The publicity materials for Paul Kane’s Sleeper(s) (Crystal Lake Publishing; 184 pgs.; $9.99) compares this short novel to work by John Wyndham and Nigel Kneale, two highly-regarded authors of classic UK-based disaster fiction. And the allusions don’t stop there — Kane name-checks both Wyndham and Kneale in the text, and events take place in the village of Middletown, which certainly seems to be a play on Wyndham’s Midwich (from The Midwich Cuckoos).
All of this tends to raise one’s expectations a bit — it did for me, at least — and although Sleeper(s) is certainly lean and fast-paced, it ultimately feels a little too formulaic for me to pronounce it to be up to the standards of Messrs. Kneale and Wyndham. Following the Prologue, the story begins with an ominous first line:
“The disorder presented itself as a mild form of fatigue at first.”
From fatigue, the fast-spreading illness quickly escalates to a sort of sudden-onset narcolepsy, to put it mildly. Before you can say “sweet dreams,” the entire town of Middletown has fallen into apparent comas. The town is quickly quarantined and Dr. Andrew Strauss, a brilliant scientist, is called in by the government to lead the investigation into the affliction. Strauss is an eccentric character who, it turns out, has been dreaming for years of a specific woman, who’s suddenly telling him (in his dreams) that “it’s time…come quickly!” The good doctor is quickly convinced that the woman of his dreams awaits him somewhere among the sleepers. Strauss is accompanied by his assistant, Bridget Clarke, who has an obsession of her own — namely Strauss himself.
Attempting to direct Strauss is a cadre of American and British military brass, with UK Major Radford acting as the strung-too-tight wildcard, although his fellow high-ranking officers General Fitzpatrick and Colonel Huxley (the latter being leader of the U.S. forces) are no day at the beach, either.
But all is not as it seems with the dozing villagers of Middletown. When the expedition team ventures into the land of Nod, they discover that the sleepers, who are now covered with a cobwebby substance, are capable of waking. But when they awake, they show no signs of the individuals they were previously, instead moving like mindless meat puppets controlled by a hive mind.
That sense of a “by-the-numbers” approach that I mentioned earlier applies at times to both plot and character development, as virtually every event is designed to drive the plot forward, with little to no time for subplots, red herrings or the like; and several of the characters seeming rather flimsy and stereotyped — like the aforementioned Major Radford, whose general theatrics and love of war seem over-the-top, and British soldier Timms, whose hatred of the U.S. in general, and one American soldier in particular, likewise feels forced.

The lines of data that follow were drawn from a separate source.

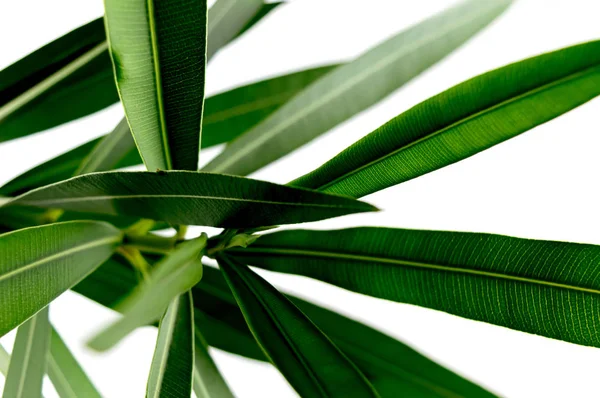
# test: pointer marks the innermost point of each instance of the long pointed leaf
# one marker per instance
(173, 361)
(28, 361)
(67, 376)
(311, 363)
(181, 197)
(159, 73)
(37, 264)
(355, 86)
(542, 287)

Sleeper(s) features wonderful cover art by Ben Baldwin and a nicely-crafted Introduction by David Moody, who closes with this:
“Read Sleeper(s), then ask yourself, do I have as much control over my life as I think I do? Are you really your own master, or are you just a pawn.”
Personally, I’ve read other work by Kane that I’ve enjoyed more than Sleeper(s), but if you’re a fan of fast-paced disaster fiction, this novel may well be a good choice for you. It’s not a winner in the way of Wyndham, but you could call it a near-miss kneeling at the altar of Kneale.